Figure 1. Decreased deneddylation activity in CSN8^neoflox/− (CSN8^hypo) mouse hearts.

Age-matched littermate CSN8^neoflox/+ mice were used as controls (CTL). (A) Csn8-targeted alleles described in this study. The numbered light grey rectangles denote the exons. In the neoflox allele (CSN8^neoflox), a neomycin phosphotransferase II gene (NEO) flanked by Frt sites (empty triangles) are inserted between exon 3 and 4; and exons 4 through 6 are flanked by LoxP sites (solid triangles).
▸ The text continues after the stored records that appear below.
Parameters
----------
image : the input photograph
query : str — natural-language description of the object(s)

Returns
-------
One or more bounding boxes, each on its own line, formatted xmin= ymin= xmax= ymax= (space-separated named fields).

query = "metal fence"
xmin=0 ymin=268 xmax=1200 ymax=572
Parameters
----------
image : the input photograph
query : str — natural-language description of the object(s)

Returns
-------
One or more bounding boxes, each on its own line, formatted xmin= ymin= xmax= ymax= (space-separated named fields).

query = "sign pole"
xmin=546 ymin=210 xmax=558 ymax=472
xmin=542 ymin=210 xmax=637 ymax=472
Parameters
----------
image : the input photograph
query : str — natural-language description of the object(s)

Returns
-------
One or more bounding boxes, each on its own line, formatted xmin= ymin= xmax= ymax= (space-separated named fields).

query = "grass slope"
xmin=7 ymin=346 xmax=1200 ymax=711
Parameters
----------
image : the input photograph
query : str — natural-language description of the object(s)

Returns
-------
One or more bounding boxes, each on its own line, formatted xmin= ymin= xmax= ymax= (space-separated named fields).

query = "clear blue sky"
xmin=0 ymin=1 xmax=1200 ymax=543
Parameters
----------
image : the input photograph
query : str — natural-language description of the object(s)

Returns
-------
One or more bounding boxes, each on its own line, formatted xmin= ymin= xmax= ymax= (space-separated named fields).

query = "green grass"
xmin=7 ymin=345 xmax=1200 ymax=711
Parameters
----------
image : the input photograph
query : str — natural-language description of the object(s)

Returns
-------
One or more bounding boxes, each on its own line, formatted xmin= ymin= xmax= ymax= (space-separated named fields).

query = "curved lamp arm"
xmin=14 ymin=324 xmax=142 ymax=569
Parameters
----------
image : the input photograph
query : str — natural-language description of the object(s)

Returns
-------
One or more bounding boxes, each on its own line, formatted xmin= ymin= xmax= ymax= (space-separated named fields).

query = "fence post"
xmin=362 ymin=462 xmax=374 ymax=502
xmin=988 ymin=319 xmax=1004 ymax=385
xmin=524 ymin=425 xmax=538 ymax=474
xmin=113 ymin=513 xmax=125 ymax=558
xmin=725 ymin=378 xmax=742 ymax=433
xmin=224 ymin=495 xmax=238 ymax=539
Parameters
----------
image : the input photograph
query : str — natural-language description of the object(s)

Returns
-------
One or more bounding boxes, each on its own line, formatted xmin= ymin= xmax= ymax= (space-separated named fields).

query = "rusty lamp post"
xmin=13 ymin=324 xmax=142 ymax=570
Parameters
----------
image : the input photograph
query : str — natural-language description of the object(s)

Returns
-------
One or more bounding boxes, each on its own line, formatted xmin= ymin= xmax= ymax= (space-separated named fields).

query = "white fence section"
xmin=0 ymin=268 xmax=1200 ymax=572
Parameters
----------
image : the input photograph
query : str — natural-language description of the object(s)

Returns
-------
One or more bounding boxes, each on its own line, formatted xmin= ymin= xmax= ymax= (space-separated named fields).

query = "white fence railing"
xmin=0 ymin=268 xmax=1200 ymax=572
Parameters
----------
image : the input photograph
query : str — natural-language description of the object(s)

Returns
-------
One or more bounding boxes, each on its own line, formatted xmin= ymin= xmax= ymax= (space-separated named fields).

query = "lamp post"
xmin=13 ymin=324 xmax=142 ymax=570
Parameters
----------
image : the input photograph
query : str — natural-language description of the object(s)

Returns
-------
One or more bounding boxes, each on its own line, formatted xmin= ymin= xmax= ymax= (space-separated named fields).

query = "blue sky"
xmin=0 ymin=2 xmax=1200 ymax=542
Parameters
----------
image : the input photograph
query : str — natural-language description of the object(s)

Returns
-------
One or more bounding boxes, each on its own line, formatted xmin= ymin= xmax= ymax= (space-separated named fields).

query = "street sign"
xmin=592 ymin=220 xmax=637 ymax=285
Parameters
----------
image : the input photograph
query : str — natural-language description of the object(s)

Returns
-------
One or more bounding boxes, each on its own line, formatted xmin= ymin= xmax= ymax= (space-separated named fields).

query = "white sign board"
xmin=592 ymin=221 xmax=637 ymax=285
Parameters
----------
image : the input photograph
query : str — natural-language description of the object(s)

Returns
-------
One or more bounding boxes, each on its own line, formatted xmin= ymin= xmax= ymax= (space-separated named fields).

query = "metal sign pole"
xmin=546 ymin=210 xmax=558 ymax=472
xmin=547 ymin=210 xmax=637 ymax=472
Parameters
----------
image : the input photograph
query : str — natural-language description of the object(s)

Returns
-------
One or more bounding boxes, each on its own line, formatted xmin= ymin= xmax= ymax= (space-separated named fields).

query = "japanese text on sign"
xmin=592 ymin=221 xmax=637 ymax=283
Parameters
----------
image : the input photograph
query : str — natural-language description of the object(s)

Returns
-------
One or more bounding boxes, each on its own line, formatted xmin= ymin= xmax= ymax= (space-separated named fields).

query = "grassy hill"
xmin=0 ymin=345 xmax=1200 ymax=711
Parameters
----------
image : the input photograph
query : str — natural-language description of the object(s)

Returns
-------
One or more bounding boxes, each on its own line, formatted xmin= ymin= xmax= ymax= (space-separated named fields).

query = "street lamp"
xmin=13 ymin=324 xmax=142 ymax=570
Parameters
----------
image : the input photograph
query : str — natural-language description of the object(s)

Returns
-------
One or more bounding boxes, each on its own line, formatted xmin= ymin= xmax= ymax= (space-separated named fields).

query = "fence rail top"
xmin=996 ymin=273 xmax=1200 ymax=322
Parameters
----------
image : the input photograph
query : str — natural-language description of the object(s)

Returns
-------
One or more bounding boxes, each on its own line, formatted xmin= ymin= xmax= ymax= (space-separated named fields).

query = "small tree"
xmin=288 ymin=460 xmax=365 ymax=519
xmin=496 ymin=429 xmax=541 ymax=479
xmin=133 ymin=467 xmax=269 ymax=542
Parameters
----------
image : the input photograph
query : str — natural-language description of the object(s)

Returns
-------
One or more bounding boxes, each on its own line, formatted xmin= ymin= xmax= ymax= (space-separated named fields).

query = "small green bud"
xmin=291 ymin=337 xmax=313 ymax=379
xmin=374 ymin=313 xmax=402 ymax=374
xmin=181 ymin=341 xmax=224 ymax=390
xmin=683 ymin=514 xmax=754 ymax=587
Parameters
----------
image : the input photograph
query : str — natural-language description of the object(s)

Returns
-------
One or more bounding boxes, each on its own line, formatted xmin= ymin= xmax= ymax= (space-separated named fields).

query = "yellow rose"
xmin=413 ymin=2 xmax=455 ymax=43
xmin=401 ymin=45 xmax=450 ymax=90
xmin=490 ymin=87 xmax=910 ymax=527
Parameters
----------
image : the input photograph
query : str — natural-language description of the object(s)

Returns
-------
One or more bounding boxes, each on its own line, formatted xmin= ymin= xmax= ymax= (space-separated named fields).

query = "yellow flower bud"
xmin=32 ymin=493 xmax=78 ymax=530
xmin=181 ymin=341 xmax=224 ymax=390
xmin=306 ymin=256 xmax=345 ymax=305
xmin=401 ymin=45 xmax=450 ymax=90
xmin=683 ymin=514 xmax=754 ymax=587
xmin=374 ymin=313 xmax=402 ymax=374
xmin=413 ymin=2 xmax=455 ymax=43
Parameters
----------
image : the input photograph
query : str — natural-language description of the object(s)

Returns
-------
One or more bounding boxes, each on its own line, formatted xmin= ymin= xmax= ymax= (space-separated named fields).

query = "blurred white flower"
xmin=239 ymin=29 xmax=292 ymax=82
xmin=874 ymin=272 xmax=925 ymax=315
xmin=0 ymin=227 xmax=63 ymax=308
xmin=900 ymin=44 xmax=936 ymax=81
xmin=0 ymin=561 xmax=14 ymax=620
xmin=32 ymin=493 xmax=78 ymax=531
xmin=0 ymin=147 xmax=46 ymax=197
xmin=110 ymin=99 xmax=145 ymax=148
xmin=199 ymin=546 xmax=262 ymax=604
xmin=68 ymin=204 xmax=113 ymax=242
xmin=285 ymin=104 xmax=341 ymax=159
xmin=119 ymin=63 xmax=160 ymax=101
In CSN8 knockout allele (CSN8⁻), the NEO cassette and exons 4 through 6 are deleted by FLP- and Cre- mediated recombination. (B, C) Western blot analyses of indicated proteins. Representative images (B) and pooled densitometry data (C) are shown. GAPDH serves as a loading control. (D, E) Representative images (D) and pooled densitometry data (E) from western blot analyses of indicated cullin proteins in mouse hearts. Arrows mark the neddylated form of cullins. (F, G) Representative images (F) and pooled densitometry data (G) from western blot analyses of neddylated proteins in mouse hearts. Total neddylated proteins (revealed by long-time exposure) and neddylated cullin (revealed by short-time exposure) are increased in CSN8^hypo hearts. N=3 mice/group; *p<0.05, #p<0.01 vs. CTL; t-test.